In contrast, the evaluation on English instances highlighted areas for improvement in the system's performance: Here, the model ranked 37th. The model's difficulties in managing English language memes are indicated by the lower scores in the English context, which also point to possible areas for improvement in the pre-processing or feature extraction for English content. In this language area, there has to be a greater balance between recall and precision, as indicated by the relatively lower F1_YES score.

The performance measures in various scenarios highlight the advantages and disadvantages of this methodology. Although it showed diversity among languages, the Random Forest model, which was shown to be the best-performing model during training and validation, exhibited resilient performance overall. Future improvements, concentrating on customised feature extraction and pre-processing strategies to handle the unique qualities of English and Spanish memes, might be guided by the insights gained from these results.

Methodology Enhancement

It is clear from the insights from the existing results that improving the methods might greatly increase the resilience and efficacy of the sexism detection system. This section describes a number of possible improvements, with particular attention on sophisticated feature extraction methods, dynamic pre-processing pipelines, and hybrid approaches that combine numerous techniques for better outcomes.

1. Improved Feature Extraction: Sophisticated feature extraction methods can be quite helpful in extracting the semantic and contextual details from memes, which frequently contain nuanced and intricate sexism indications. Using more complex models and methods can improve the quality of the features that are retrieved from memes textual and visual components. By aligning visual and textual elements into a shared embedding space, models that are built to handle both visual and textual data, such as VisualBERT or ViLBERT [13], can be integrated to provide a more thorough knowledge of memes and enable more accurate classification. Furthermore, by catching minute details and patterns that more basic models can overlook, using cutting-edge convolutional neural networks (CNNs) like EfficientNet, which offers a scalable and effective architecture, can enhance feature extraction from images. Graph Neural Networks (GNNs) can also be used to represent the relationships between various components inside a meme, capturing the dependencies and contextual relationships that are essential for comprehending the content, for memes with rich text-image interactions.

Dynamic Pre-processing:

Preserving the consistency and quality of input features requires building dynamic pre-processing pipelines that can adjust to various data formats and language combinations. More efficiently, the heterogeneity in meme formats and content can be handled by a pre-processing architecture that is adaptable and versatile. By employing techniques like object identification to recognise and preserve the relevant portions of an image, adaptive scaling and cropping algorithms can guarantee that important portions of the images are not destroyed. Additionally, by handling various alphabets, special characters, and idiomatic expressions with customised approaches, normalisation techniques that take into account the unique characteristics of different languages can improve text processing performance.
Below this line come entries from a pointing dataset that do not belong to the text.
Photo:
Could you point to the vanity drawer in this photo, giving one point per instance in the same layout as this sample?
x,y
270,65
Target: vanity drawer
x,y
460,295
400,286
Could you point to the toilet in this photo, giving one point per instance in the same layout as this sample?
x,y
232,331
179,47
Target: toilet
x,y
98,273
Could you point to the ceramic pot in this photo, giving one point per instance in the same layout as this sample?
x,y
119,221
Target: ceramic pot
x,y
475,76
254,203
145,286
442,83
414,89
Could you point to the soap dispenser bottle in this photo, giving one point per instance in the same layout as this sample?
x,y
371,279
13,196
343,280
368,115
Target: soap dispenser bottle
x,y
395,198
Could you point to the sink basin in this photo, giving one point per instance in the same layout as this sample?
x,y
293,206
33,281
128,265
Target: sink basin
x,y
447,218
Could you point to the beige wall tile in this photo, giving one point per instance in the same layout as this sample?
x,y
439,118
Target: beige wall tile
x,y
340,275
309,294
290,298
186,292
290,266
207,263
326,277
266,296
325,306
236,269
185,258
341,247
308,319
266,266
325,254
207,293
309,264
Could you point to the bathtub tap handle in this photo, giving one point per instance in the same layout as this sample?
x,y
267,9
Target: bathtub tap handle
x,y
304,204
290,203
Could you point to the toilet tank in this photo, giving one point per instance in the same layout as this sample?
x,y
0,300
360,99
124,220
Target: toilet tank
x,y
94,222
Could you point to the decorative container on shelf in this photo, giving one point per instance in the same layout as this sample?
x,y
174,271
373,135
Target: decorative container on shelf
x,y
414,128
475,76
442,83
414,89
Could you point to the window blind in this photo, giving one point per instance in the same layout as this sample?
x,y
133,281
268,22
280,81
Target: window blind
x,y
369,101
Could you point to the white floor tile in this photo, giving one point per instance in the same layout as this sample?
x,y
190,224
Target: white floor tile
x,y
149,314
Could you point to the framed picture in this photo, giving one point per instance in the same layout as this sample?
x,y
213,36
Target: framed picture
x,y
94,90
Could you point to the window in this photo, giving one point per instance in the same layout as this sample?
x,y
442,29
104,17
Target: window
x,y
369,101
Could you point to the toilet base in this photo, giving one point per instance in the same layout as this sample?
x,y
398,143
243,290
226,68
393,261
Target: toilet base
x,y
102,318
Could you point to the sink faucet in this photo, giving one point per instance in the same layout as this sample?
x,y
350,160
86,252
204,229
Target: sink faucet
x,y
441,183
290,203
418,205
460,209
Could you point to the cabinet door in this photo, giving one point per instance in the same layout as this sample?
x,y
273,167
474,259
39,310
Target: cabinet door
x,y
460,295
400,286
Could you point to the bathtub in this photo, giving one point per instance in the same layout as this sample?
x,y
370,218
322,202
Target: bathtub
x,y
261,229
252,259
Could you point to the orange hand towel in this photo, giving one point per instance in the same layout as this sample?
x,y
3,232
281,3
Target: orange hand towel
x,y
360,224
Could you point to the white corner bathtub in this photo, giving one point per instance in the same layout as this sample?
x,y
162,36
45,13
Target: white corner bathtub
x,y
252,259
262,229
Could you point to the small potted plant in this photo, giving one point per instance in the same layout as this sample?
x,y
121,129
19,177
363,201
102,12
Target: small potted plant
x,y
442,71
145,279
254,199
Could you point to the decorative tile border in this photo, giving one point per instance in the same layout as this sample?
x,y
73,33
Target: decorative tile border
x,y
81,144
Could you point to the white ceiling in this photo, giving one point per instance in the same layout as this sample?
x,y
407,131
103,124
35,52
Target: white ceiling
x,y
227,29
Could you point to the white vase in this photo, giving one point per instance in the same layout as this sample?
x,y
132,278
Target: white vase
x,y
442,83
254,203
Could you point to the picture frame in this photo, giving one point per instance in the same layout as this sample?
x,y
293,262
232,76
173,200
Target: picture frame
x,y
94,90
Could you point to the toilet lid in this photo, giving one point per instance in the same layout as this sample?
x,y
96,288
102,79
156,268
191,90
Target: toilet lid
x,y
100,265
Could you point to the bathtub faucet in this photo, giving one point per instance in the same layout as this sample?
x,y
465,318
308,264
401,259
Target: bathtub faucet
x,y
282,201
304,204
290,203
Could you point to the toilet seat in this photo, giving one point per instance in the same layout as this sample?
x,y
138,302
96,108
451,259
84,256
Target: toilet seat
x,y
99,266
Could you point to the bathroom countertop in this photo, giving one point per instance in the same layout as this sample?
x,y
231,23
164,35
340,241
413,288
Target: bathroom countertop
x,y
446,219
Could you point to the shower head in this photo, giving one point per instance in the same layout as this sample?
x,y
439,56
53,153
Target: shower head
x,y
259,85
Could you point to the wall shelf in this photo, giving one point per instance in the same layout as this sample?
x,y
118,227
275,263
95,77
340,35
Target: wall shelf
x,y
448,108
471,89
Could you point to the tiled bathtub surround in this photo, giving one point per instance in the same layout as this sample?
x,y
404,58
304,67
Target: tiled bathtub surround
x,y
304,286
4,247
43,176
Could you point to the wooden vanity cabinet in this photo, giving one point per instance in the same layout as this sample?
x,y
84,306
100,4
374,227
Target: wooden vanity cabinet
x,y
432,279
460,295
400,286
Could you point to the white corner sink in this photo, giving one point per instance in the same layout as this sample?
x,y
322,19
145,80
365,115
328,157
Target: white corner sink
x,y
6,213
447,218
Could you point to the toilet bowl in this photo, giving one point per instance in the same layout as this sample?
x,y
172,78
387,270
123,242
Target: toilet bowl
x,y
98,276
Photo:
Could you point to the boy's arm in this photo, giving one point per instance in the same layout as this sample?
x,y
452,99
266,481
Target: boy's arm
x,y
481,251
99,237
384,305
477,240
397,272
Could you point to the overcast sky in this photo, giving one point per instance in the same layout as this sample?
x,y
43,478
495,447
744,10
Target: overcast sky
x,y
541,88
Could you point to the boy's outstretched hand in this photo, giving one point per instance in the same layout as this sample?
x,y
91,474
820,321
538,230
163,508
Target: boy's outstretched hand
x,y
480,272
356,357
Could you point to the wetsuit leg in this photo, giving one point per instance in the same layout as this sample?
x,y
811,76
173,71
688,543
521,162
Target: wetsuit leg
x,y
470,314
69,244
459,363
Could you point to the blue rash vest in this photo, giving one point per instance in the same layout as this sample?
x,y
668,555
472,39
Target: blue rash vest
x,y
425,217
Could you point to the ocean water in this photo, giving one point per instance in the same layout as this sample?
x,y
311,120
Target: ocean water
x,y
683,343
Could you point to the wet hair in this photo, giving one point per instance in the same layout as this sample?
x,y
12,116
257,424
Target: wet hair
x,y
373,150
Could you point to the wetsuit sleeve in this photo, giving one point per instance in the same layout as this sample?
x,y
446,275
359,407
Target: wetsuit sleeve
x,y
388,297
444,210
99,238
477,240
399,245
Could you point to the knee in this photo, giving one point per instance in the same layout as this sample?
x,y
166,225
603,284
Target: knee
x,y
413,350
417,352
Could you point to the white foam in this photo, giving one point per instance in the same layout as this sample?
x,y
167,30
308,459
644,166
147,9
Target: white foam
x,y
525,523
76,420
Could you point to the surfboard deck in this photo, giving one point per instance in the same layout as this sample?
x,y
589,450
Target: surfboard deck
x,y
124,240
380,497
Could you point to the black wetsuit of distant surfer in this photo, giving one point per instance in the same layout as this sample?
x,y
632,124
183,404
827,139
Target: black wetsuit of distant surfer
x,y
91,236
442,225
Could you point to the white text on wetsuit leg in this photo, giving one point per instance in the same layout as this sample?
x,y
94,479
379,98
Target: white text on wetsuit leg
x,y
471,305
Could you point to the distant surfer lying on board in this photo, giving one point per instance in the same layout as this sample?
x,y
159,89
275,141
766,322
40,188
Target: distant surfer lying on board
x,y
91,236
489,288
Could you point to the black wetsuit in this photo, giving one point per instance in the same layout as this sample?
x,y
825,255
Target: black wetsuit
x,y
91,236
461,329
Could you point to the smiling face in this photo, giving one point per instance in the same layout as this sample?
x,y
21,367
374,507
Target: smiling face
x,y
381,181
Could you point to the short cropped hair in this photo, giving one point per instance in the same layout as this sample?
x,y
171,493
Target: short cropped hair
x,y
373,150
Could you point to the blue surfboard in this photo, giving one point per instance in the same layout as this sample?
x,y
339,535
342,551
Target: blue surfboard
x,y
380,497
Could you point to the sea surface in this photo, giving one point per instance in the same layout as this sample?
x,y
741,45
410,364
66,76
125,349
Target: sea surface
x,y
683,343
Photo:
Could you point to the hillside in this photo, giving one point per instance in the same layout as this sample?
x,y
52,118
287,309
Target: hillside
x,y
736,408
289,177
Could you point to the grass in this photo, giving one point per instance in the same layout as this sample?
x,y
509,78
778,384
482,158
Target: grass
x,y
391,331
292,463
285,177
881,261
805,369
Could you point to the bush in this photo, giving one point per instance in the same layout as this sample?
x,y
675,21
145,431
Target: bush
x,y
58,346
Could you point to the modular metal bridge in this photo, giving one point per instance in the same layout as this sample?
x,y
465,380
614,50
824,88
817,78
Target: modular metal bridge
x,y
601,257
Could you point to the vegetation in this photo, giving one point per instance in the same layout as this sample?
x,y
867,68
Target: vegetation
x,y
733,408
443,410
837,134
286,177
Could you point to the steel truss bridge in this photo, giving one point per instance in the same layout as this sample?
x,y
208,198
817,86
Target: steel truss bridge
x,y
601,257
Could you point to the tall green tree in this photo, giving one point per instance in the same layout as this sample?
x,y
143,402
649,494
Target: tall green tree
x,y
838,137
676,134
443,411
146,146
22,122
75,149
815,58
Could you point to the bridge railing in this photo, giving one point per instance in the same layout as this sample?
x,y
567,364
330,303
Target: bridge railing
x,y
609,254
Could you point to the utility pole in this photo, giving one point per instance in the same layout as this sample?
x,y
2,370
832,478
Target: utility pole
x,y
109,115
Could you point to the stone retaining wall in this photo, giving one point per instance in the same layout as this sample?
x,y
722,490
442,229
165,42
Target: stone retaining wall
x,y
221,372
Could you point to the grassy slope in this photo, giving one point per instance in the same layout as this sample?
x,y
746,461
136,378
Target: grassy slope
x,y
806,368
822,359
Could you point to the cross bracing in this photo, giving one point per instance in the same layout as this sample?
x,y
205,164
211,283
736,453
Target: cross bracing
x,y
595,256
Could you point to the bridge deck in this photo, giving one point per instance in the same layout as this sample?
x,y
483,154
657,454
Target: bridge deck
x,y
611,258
Increasing the diversity of the training data through the application of data augmentation techniques like random cropping, rotation, and colour modifications can also help to create more resilient models that perform better when applied to previously unseen data.

Hybrid Approaches:

Rule-based systems and machine learning models together can handle edge cases more skillfully and increase the system's overall accuracy. By combining the best features of probabilistic and deterministic techniques, hybrid approaches can offer a more complete solution. By using specified terms, phrases, or patterns that are suggestive of sexist content, rule-based filters might assist in identifying explicit and evident occurrences of sexism that machine learning models would overlook. By combining the predictions from various models, ensemble methods can increase overall performance by combining the strengths of various models, hence increasing the system's robustness and accuracy. Contextual data, such as user interaction patterns and social network metadata, can also offer extra insights that improve the detection of sexist content by illuminating the environment in which memes are shared and their possible effects.

Future Work

To significantly enhance the efficacy and robustness of the sexism detection system, several advanced strategies and techniques can be explored. These improvements focus on various aspects of the model development lifecycle, from data augmentation and pre-processing to model architecture and evaluation metrics.

Enhanced Data Augmentation

Using Generative Adversarial Networks (GANs) is one interesting way to increase the model's robustness. The current dataset can be enhanced by using GANs to produce artificially realistic yet synthetic meme images. By resolving class imbalance and broadening the pool of training samples, this strategy can improve the model's capacity to generalise across various forms of sexist material. Furthermore, the textual material within memes can be made more diverse by utilising textual data augmentation techniques like synonym replacement, paraphrasing, and back-translation. By ensuring that the model picks up strong features from a variety of linguistic expressions, these techniques raise the accuracy of the model even further.

Advanced Model Architectures

Text analysis performance in the system can be greatly improved by using transformer-based models, such as BERT [2], RoBERTa [4], and XLM-R. These models are particularly good at capturing contextual subtleties and intricate language semantics, which are essential for identifying nuanced instances of sexism. Additionally, investigating multimodal transformers that incorporate textual and visual inputs, such as VisualBERT or ViLBERT [13], can offer a comprehensive meme analysis. Predictions from several models can also be combined by using ensemble techniques like stacking and blending. [7] By combining the advantages of several models, this method lowers the chance of overfitting while enhancing prediction accuracy. Pre-trained models such as VGG [14], ResNet [15], or EfficientNet can be utilized for image feature extraction, or custom CNN architectures suited to the unique features of meme images can be created.

Cross-lingual and Multimodal Models

Effective management of multilingual text data requires the use of cross-lingual embeddings, such as Multilingual BERT (mBERT). These embeddings improve the systems worldwide applicability by guaranteeing consistent performance across many languages. Creating shared embedding spaces for text and images through multimodal learning can greatly enhance the models comprehension of memes, in addition to its cross-lingual capabilities. By capturing complex interactions between textual and visual aspects, pre-training models on big multimodal datasets strengthens the systems ability to interpret meme content.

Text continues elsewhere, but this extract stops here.